Zellengewölbe, Tütengewölbe, Wabengewölbe, in der Spätgotik als Gratgewölbe oder Rippengewölbe ausgeführtes Ziergewölbe, als Sonderform des Netzgewölbes.

Der Name wird von den keilförmigen zellenartigen Eintiefungen abgeleitet, die sich zwischen den die Decke abstützenden Verstrebungen befinden. Die Zellen wurden von den Lehrbögen (* Lehrgerüst) ohne Zuhilfenahme einer Verschalung aus freier Hand geschlossen.

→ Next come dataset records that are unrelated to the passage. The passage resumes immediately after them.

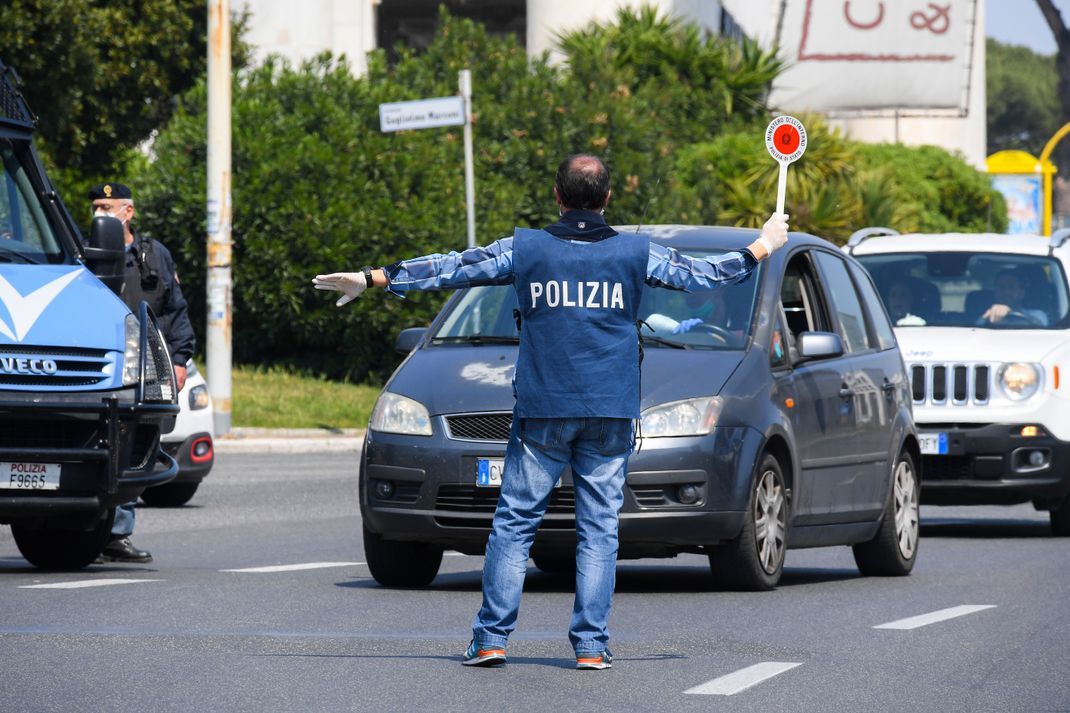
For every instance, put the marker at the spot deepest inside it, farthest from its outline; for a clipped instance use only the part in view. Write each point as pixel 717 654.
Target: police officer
pixel 151 276
pixel 579 285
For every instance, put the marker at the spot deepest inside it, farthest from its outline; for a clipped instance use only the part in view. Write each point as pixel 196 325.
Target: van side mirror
pixel 409 338
pixel 819 345
pixel 106 253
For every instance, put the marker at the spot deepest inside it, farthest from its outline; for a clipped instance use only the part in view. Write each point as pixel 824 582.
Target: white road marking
pixel 297 567
pixel 745 678
pixel 943 615
pixel 86 582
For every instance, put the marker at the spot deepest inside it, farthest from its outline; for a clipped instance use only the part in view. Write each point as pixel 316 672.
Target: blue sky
pixel 1020 23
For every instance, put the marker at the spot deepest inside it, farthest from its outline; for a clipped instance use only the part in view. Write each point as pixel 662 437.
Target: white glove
pixel 351 284
pixel 774 232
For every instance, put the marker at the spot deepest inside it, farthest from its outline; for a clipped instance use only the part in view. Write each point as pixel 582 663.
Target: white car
pixel 983 327
pixel 189 443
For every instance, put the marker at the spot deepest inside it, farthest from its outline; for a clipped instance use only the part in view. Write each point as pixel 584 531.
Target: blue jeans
pixel 538 451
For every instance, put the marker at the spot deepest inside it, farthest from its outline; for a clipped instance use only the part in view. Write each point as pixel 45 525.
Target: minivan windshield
pixel 991 290
pixel 26 236
pixel 715 319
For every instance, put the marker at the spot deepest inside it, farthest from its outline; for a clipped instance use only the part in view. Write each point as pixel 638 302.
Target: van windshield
pixel 990 290
pixel 26 234
pixel 717 319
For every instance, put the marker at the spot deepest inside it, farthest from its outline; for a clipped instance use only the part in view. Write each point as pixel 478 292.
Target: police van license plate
pixel 933 443
pixel 30 475
pixel 488 472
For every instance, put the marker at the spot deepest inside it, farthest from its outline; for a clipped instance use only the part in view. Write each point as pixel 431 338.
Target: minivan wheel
pixel 892 551
pixel 55 548
pixel 401 563
pixel 755 559
pixel 1060 518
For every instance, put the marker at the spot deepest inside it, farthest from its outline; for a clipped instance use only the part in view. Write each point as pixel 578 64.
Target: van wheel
pixel 1060 518
pixel 755 559
pixel 892 551
pixel 400 563
pixel 559 564
pixel 54 548
pixel 169 495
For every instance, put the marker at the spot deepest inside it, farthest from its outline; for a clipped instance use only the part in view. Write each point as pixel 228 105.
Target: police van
pixel 86 387
pixel 983 322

Zellengewölbe sind vor allem in der norddeutschen Backsteingotik üblich und sie bilden kerbschnittförmige Räume zwischen den Rippen oder gratähnlichen Stegen. Als Erfinder des Zellengewölbes gilt A. v. Westfalen, der Erbauer der Albrechtsburg zu Meißen, wo schon 1470 alle später üblichen Zellenformen (Kreuz-, Netz- und Sterngewölbe) zu finden sind. Anfänglich war das Zellengewölbe nur bei Profanbauten und bei weniger bedeutenden sakralen Räumen (* Sakristei),* und beim Domkreuzgang) Domkreuzgang, * Krypta) gebräuchlich.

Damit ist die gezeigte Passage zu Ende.